FOR YEARS he’s heard it. Irate fans, media experts and former greats bombarding newspapers, radio and online chat forums with the same message.
'Mick, scrap your boundary-hugging game plan. It’s boring. It doesn’t work. Tell your boys to kick it up the guts like the Cats do. That’s what will win you games.'
Well, seven rounds into the 2010 season, and Mick Malthouse’s rampaging Collingwood side is building an increasingly strong case to suggest that perhaps their coach has been right all along.
Sitting on top of the AFL ladder with six wins and just one loss - their best start to a season since 1993 - the Magpies are playing high-scoring, free-flowing, exciting football.
In the past four weeks, they’ve averaged over 20 goals per game, with wins by 64, 65, 53 and 66 points.
The key to this has been an extraordinary dominance of the inside 50s stat.
In the last month, Collingwood has averaged a whopping 27.2 more inside 50s per game than their opposition - a differential 11.7 better than any other team.
Their overall average of 61.6 inside 50s per game is more than anyone has managed since 2000.
All this, you might think, would suggest that Malthouse has finally listened to his critics. Surely the only way to get the ball to goal so often is to go straight down the middle?
Not so.
As the Champion Data heat map here shows, Collingwood has used the corridor just 23.1 per cent of the time in 2010.
(*Midfield ball movement measures the location of uncontested possessions received from a teammate’s disposal)

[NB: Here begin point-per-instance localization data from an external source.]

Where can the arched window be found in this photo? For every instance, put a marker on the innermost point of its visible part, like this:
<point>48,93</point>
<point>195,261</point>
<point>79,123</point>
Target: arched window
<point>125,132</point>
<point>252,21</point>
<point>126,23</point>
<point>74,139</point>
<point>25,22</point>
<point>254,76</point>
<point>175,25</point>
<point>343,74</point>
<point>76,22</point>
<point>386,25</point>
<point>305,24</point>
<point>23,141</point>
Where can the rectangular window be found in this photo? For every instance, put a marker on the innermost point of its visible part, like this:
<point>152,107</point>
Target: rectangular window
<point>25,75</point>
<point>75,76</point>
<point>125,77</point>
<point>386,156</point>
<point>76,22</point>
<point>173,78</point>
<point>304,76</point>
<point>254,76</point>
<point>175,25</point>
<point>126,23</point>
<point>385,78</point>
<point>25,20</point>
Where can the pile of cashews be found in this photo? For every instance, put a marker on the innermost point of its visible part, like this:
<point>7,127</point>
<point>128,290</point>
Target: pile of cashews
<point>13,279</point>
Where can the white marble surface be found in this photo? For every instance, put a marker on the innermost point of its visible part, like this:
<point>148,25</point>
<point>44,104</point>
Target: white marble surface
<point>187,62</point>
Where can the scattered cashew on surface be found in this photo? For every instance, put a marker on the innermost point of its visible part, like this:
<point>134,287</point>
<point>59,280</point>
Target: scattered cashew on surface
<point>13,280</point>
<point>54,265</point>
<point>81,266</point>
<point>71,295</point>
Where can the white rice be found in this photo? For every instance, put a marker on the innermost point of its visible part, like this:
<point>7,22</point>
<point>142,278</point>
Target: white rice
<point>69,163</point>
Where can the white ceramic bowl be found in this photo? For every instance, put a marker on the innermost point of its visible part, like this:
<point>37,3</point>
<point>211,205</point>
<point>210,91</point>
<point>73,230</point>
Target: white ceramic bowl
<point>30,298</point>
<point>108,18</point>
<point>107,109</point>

Just as they were in 2009, they remain the lowest corridor user in the competition, a stat that doesn’t change whether they win or lose.
Given the Pies’ round eight opponents, Fremantle, have been the most direct team in the competition this year (using the corridor 41.8 per cent of the time), it’s clear we’ll have two contrasting but highly effective styles of play on show this Friday night.
Picking the winner won’t be as simple as choosing the team that best follows the old 'kick it down the guts' mantra - we know that will be Freo.
It will have more to do with which team can better use their game plan to get the ball inside 50 and find an avenue to goal.
And in this, the boundary-hugging Magpies have been far superior to anyone else so far this year.